Moratoriums and buffer zones
Phillips and Larratt-Smith are among the residents representing a coalition of groups that signed a letter earlier this year asking Gov. Gavin Newsom to declare a state of emergency in the region and impose a temporary moratorium on warehouse construction. The coalition is also supporting state legislation — AB 1000 —that would create a 1,000-foot buffer zone, just shy of a quarter-mile, between new warehouses and homes and schools.
That bill, which has failed twice before, is up for a hearing Wednesday in an Assembly committee, along with a competing measure — AB 1748 — that would require only a 300-foot buffer.
Phillips helped draft the letter to Newsom and supports the bigger buffer-zone proposal, arguing that just 300 feet of space wouldn’t be enough to adequately protect residents.
Part of the problem is that the approval process for these developments is happening piecemeal — one city council or county board of supervisors at a time, Phillips explains.
“We can’t even keep track of what is happening,” said Phillips, who leads the Robert Redwood Conservancy for Southern California Sustainability at Pitzer, which helped develop an interactive map of the warehouses that shows estimates of related emissions from the warehouses and other negative impacts.
“There’s no effective tracking system to understand how many warehouses are under construction right now, how many are being approved, what are the newest ones coming up,” she said. “It’s happening so rapidly we don’t even have time to think.”
But the coalition in support of more development is large and powerful and is using its muscle to oppose the 1,000-foot buffer bill, which also would allow people to sue the government agency that approves a project in conflict with the bill’s requirements.
Adam Regele, vice president of advocacy and strategic partnerships at the California Chamber of Commerce, says the 1,000-foot buffer proposal is based on old science that fails to take into account that air quality regulators have required truck fleets to become cleaner in recent years.
The benefits and costs of ‘unprecedented’ growth
Regele also notes the economic benefit to the region: 1.6 million union jobs in Southern California alone directly associated with the ports — and millions more connected to the warehouses.
He says AB 1000 would discourage job creation, housing construction and the state’s ability to move goods.
And if the Inland Empire doesn’t host these warehouses, Regele argues, they will simply be built further from coastal ports — and the trucks will still be using the same highways.
“They will drive through those communities, pass those jobs and keep going to where the warehouses are ultimately allowed to be permitted, only to then truck all those goods back in for retail distribution,” he said.
Phillips acknowledges that trucks have gotten cleaner in recent years, but says those improvements have been outweighed by the pace of growth.
“Individual warehouses are getting bigger and bigger and bigger to the point where they’re being constructed as megawarehouses,” she said. “Even though the fleet is greener than it was 20 years ago, the growth is unprecedented and the proximity to homes and schools is continuing.

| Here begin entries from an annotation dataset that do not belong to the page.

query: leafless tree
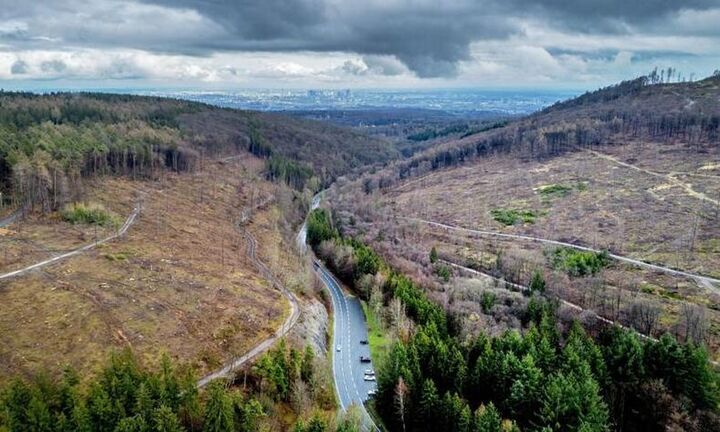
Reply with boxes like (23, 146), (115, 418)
(678, 303), (708, 343)
(628, 300), (660, 336)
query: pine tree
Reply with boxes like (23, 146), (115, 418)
(113, 415), (150, 432)
(203, 381), (235, 432)
(153, 405), (183, 432)
(475, 402), (502, 432)
(528, 270), (545, 294)
(27, 395), (52, 432)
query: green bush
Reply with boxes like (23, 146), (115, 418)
(550, 247), (610, 277)
(538, 184), (572, 198)
(490, 209), (538, 226)
(435, 265), (450, 282)
(61, 203), (119, 226)
(480, 291), (496, 313)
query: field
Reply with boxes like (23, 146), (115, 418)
(0, 156), (304, 379)
(331, 142), (720, 358)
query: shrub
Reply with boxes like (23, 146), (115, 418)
(550, 247), (610, 277)
(538, 184), (572, 198)
(61, 203), (119, 226)
(490, 209), (538, 226)
(480, 291), (496, 314)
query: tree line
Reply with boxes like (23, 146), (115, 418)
(0, 340), (359, 432)
(308, 210), (720, 432)
(363, 72), (720, 193)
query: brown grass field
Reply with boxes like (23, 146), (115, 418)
(330, 143), (720, 359)
(0, 157), (303, 379)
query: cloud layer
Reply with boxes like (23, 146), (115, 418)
(0, 0), (720, 86)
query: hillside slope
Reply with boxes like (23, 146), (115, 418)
(330, 77), (720, 356)
(0, 93), (397, 212)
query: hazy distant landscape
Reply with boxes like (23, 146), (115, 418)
(135, 89), (580, 116)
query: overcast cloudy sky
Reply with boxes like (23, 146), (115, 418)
(0, 0), (720, 88)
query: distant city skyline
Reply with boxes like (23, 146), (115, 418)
(0, 0), (720, 90)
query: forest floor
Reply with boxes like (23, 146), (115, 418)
(0, 157), (304, 380)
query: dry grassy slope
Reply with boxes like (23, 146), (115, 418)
(329, 80), (720, 355)
(0, 157), (299, 378)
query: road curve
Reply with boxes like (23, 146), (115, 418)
(197, 197), (300, 388)
(0, 204), (142, 280)
(398, 216), (720, 293)
(295, 191), (323, 253)
(295, 195), (379, 431)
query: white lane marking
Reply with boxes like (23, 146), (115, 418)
(399, 216), (720, 292)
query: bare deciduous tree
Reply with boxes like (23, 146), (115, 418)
(677, 303), (708, 343)
(628, 300), (660, 336)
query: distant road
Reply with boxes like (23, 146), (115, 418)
(0, 204), (141, 280)
(197, 226), (300, 387)
(296, 192), (378, 431)
(295, 191), (322, 253)
(399, 217), (720, 293)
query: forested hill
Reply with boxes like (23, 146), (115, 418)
(365, 72), (720, 190)
(0, 92), (397, 211)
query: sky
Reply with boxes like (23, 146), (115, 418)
(0, 0), (720, 89)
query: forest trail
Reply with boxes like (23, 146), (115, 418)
(0, 201), (142, 280)
(399, 217), (720, 294)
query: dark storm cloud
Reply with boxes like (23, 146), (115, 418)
(10, 60), (30, 75)
(40, 60), (67, 73)
(0, 0), (720, 77)
(138, 0), (720, 77)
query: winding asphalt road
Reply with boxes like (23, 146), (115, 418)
(313, 260), (378, 431)
(296, 192), (378, 431)
(399, 217), (720, 293)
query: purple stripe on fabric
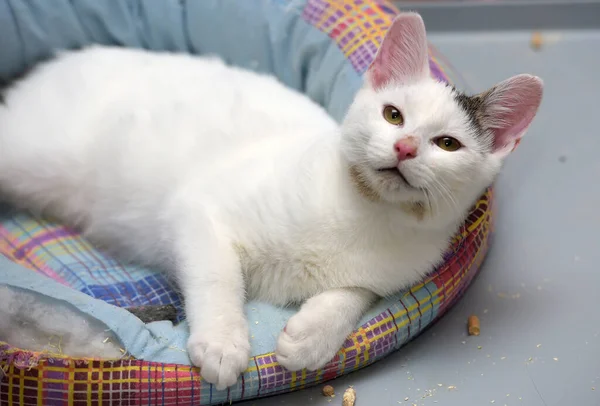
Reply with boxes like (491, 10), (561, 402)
(14, 228), (73, 260)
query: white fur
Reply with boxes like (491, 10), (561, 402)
(0, 13), (540, 389)
(0, 285), (123, 359)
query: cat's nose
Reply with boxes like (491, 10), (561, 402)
(394, 137), (419, 161)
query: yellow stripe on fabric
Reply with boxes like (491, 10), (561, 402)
(87, 362), (92, 406)
(19, 369), (25, 406)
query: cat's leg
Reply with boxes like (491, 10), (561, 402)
(275, 288), (377, 371)
(176, 210), (250, 390)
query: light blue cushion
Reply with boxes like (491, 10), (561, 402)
(0, 0), (361, 120)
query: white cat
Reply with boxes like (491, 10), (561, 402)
(0, 13), (542, 389)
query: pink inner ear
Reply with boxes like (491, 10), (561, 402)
(486, 75), (543, 151)
(369, 13), (429, 89)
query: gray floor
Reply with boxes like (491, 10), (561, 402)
(241, 27), (600, 406)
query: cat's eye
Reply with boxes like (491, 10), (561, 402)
(433, 136), (462, 152)
(383, 106), (404, 125)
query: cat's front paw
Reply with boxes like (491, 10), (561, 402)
(187, 325), (250, 390)
(275, 309), (351, 371)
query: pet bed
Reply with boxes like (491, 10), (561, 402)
(0, 0), (493, 405)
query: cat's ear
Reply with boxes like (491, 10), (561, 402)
(482, 75), (544, 156)
(367, 13), (429, 89)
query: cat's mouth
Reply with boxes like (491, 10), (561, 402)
(377, 166), (416, 189)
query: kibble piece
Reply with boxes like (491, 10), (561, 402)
(467, 315), (481, 336)
(342, 388), (356, 406)
(322, 385), (335, 397)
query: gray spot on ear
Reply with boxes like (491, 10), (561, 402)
(454, 91), (485, 136)
(453, 88), (492, 150)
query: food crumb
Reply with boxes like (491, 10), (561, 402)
(342, 386), (356, 406)
(467, 314), (481, 336)
(530, 31), (544, 51)
(321, 385), (335, 397)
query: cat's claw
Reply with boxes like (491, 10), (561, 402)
(275, 311), (347, 371)
(187, 329), (250, 390)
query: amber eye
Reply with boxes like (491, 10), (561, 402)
(383, 106), (404, 125)
(434, 137), (462, 152)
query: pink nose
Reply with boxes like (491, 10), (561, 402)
(394, 137), (418, 161)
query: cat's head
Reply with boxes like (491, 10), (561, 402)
(342, 13), (543, 227)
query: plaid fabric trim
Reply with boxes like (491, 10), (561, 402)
(302, 0), (450, 81)
(0, 0), (494, 406)
(0, 189), (494, 406)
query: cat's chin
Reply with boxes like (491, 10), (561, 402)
(350, 165), (427, 205)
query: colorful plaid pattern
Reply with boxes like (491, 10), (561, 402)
(0, 0), (494, 406)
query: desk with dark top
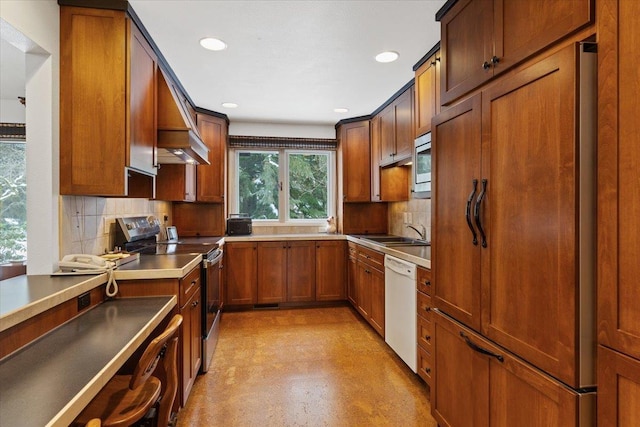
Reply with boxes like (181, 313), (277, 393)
(0, 296), (177, 427)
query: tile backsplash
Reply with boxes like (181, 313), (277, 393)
(389, 199), (431, 241)
(60, 196), (171, 257)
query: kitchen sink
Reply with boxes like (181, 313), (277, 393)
(358, 236), (431, 246)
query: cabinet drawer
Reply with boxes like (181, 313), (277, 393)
(417, 292), (433, 320)
(418, 346), (432, 386)
(417, 316), (433, 354)
(179, 266), (200, 307)
(416, 267), (431, 295)
(358, 246), (384, 269)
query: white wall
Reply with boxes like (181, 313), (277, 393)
(0, 99), (26, 123)
(229, 121), (336, 139)
(0, 0), (60, 274)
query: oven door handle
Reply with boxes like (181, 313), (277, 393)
(204, 249), (224, 268)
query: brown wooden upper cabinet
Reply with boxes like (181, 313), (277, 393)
(156, 164), (196, 202)
(436, 0), (594, 105)
(60, 6), (157, 197)
(338, 120), (371, 203)
(414, 51), (440, 137)
(196, 113), (228, 203)
(432, 45), (593, 387)
(378, 85), (415, 166)
(156, 112), (227, 203)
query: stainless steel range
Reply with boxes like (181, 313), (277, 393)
(114, 217), (223, 372)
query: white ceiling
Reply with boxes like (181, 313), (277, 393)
(129, 0), (445, 125)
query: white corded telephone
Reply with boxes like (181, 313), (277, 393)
(58, 254), (118, 297)
(58, 254), (115, 273)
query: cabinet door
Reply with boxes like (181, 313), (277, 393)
(127, 20), (158, 175)
(432, 312), (595, 427)
(371, 115), (382, 202)
(414, 52), (440, 137)
(347, 256), (358, 309)
(367, 267), (384, 338)
(340, 120), (371, 202)
(156, 164), (196, 202)
(598, 0), (640, 359)
(224, 242), (258, 305)
(494, 0), (594, 73)
(394, 86), (415, 160)
(356, 261), (373, 321)
(597, 346), (640, 427)
(431, 313), (488, 427)
(287, 241), (316, 302)
(440, 0), (496, 105)
(180, 287), (202, 407)
(60, 7), (127, 196)
(316, 240), (347, 301)
(431, 96), (481, 330)
(379, 103), (396, 165)
(257, 242), (287, 304)
(482, 46), (584, 387)
(196, 113), (228, 203)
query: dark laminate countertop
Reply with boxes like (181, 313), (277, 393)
(0, 273), (107, 331)
(0, 296), (176, 427)
(115, 254), (202, 280)
(347, 236), (431, 269)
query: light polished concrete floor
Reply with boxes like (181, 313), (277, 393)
(178, 307), (437, 427)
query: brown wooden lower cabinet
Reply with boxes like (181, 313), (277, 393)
(347, 244), (385, 338)
(431, 311), (596, 427)
(316, 240), (347, 301)
(224, 242), (258, 305)
(597, 346), (640, 427)
(287, 241), (316, 302)
(416, 267), (434, 386)
(257, 242), (287, 304)
(224, 240), (347, 306)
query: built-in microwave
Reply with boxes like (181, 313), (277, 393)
(413, 132), (431, 199)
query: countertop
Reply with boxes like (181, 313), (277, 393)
(223, 233), (347, 242)
(220, 233), (431, 269)
(0, 296), (177, 427)
(347, 236), (431, 269)
(0, 254), (202, 332)
(115, 254), (202, 281)
(0, 273), (107, 332)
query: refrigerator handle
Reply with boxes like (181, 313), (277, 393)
(465, 179), (478, 246)
(473, 179), (487, 248)
(460, 331), (504, 363)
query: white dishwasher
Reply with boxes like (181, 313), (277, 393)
(384, 255), (418, 373)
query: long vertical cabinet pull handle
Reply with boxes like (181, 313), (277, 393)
(465, 179), (478, 246)
(473, 179), (487, 248)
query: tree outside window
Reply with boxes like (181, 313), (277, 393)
(0, 141), (27, 264)
(236, 149), (331, 222)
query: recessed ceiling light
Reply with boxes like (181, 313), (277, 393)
(200, 37), (227, 50)
(376, 50), (400, 62)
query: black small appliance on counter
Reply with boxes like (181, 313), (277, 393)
(227, 214), (253, 236)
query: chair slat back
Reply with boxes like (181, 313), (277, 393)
(129, 314), (182, 390)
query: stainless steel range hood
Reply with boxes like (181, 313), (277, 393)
(158, 69), (209, 165)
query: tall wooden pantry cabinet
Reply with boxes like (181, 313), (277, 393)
(596, 0), (640, 427)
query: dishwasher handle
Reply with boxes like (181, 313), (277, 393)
(384, 255), (416, 279)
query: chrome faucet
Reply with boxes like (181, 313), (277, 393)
(405, 224), (427, 240)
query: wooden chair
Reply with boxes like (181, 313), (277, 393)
(75, 314), (182, 427)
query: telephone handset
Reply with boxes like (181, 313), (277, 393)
(58, 254), (115, 273)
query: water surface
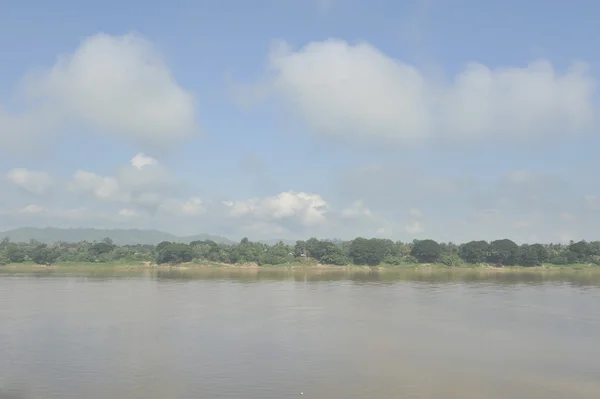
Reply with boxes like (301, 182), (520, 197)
(0, 270), (600, 399)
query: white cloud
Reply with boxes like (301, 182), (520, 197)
(224, 191), (329, 226)
(341, 200), (373, 219)
(129, 152), (158, 169)
(6, 168), (54, 195)
(583, 194), (600, 211)
(408, 208), (423, 218)
(117, 208), (140, 218)
(247, 39), (596, 140)
(404, 220), (425, 235)
(0, 34), (197, 150)
(69, 170), (123, 202)
(162, 197), (206, 217)
(68, 153), (174, 208)
(18, 205), (47, 214)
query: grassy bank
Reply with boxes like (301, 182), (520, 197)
(0, 261), (600, 273)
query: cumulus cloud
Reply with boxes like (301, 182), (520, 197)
(224, 191), (329, 226)
(341, 200), (373, 219)
(6, 168), (54, 195)
(244, 39), (596, 141)
(0, 34), (197, 150)
(68, 153), (174, 209)
(17, 204), (46, 213)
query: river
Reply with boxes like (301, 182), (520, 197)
(0, 271), (600, 399)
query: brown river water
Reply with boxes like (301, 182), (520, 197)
(0, 271), (600, 399)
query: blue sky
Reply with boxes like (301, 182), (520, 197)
(0, 0), (600, 242)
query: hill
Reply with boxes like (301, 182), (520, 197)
(0, 227), (234, 245)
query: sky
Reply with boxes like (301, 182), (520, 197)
(0, 0), (600, 242)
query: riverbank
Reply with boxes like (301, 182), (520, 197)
(0, 262), (600, 273)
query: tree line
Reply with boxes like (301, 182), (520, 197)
(0, 237), (600, 267)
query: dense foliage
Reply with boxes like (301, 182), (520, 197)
(0, 237), (600, 267)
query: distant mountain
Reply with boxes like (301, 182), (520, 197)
(258, 238), (296, 245)
(0, 227), (234, 245)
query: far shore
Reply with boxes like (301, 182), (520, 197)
(0, 262), (600, 273)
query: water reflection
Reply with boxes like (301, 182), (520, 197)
(0, 267), (600, 286)
(0, 276), (600, 399)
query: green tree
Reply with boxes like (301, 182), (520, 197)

And so … whereas people should be benefiting from cleaner air because the fleet is cleaner, our communities aren’t.”
And some neighbors, like Larratt-Smith, argue that many of the economic benefits that come from these warehouses are flowing to company executives and workers who live and work elsewhere.
“We are the junk store of the U.S. Basically, we are storing the goods for them so that we can send it out,” she said.
“I don’t think we need more warehouse land in this area, given how oversaturated we already are,” Larratt-Smith added, acknowledging that her goal of having a complete moratorium is a long shot. “But at least put some guardrails on it. Like at least if you’re going to be building, consider the community and the impacts before you do it.”